Но помимо этой важной персоны я упустил еще одну, ничтожную, но все же имеющую прямое отношение к случившемуся, пронеслось у меня в голове. Надо немедленно исправить это упущение. Тем более разговор вряд ли будет долгим и утомительным. В моем нынешнем состоянии телесного и духовного упадка мне не вынести напряженного умственного противостояния. Размышляя подобным образом, я свернул к дому Лукулла.
В атрии меня встретил дворецкий:
— Чем я могу тебе служить, сенатор? Господина и госпожи нет дома.
— Не важно. Я занимаюсь расследованием прискорбного события, недавно произошедшего в доме великого понтифика.
— Да, сенатор, господин сообщил нам об этом и приказал оказывать тебе всяческое содействие, — кивнул дворецкий.
Очень любезно со стороны Лукулла, отметил я про себя.
— Тем лучше. Мне известно, что среди здешних рабов есть некая женщина, играющая на арфе. Именно она обнаружила злоумышленника, проникшего на ритуал. Я бы хотел задать ей несколько вопросов.
— Я немедленно приведу ее, сенатор.
Дворецкий проводил меня в маленькую приемную и поспешил прочь. Меня несколько удивило, что дворецкий огромного дома, позабыв о своем высоком положении, взял на себя труд лично выполнить подобное поручение, в то время как вокруг слонялось без дела множество рабов. Но когда он вернулся, я все понял. Его сопровождала не одна, как я ожидал, а две женщины — красивая юная гречанка в простом и скромном платье и почтенная матрона средних лет. Эта, напротив, была одета богато и пышно, а чертами лица напоминала Лукулла.
— Я — Лициния, старшая сестра Лукулла, — произнесла она. — Мой брат сказал, что все мы должны по мере возможностей помогать тебе. Ты можешь поговорить с этой девушкой. Но я буду присутствовать при разговоре, дабы удостовериться, что она не сказала ничего запретного.
— Я все понимаю, благородная Лициния, — молвил я.

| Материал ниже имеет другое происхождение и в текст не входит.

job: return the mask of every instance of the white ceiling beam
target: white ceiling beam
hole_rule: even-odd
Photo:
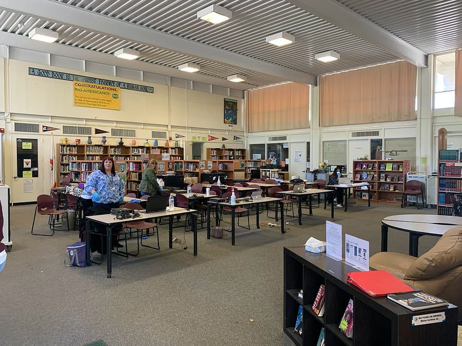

Попробуй тут заниматься расследованием, когда вокруг одни запреты, вздохнул я про себя. Но изменить ситуацию было не в моей власти, и я опустился на стул. Женщины устроились на скамье напротив. Молодая гречанка выглядела несколько испуганной. Впрочем, рабы всегда выглядят испуганными, когда им случается разговаривать с человеком, облеченным властью.
— Тебе нечего бояться, милая, — обратился я к ней. — Я всего лишь хочу установить последовательность событий, произошедших той ночью. Никаких подозрений на твой счет у меня нет и быть не может. Прежде всего скажи, как твое имя?
— Филлис, господин, — ответила она с робкой улыбкой.
— И ты музыкантша?
— Да, господин, я играю на арфе.
— Именно в качестве арфистки ты присутствовала в ту ночь на ритуале в честь Доброй Богини? Возможно, этот вопрос кажется тебе пустым, — добавил я, заметив мелькнувшее в ее глазах удивление. — Но именно так тебя будут спрашивать, когда ты будешь давать показания в суде.
— Да, господин. Меня позвали, чтобы я играла на арфе.
— Отлично. И когда же ты обнаружила, что на ритуал проник мужчина?
— Как раз в тот момент…
Девушка осеклась и неуверенно посмотрела на свою госпожу, которая ответила ей предостерегающим взглядом.
— Как раз в тот момент мы не играли, — с запинкой продолжала гречанка. — Я увидела, что в вестибюль входит женщина-травница и с ней кто-то еще. Травница осталась в вестибюле, а ее спутница… спутник… он направился в атрий. Она догнала его и схватила за руку, словно хотела остановить. Но он стряхнул ее руку и вошел в атрий. Тут я его и узнала.
— Понятно. Но я слышал, лицо его скрывала густая вуаль. Как же тебе удалось разглядеть, что это мужчина? Ведь в атрии, скорее всего, царил полумрак.
— Лица я не разглядела, господин. О том, что это мужчина, я догадалась по походке. Господина Клодия я видела много раз, он часто приходит в этот дом, чтобы повидаться со своей сестрой, моей госпожой Клавдией. А еще я узнала кольцо, которое он носит на руке. Стоило мне увидеть это кольцо, я сразу поняла, кто это. Тогда я закричала, что на ритуал проник мужчина. Мать верховного понтифика подбежала к Клодию и сорвала вуаль.
— Представляю, какой шум поднялся. Насколько я понял, ты разоблачила Клодия сразу после того, как он явился в дом?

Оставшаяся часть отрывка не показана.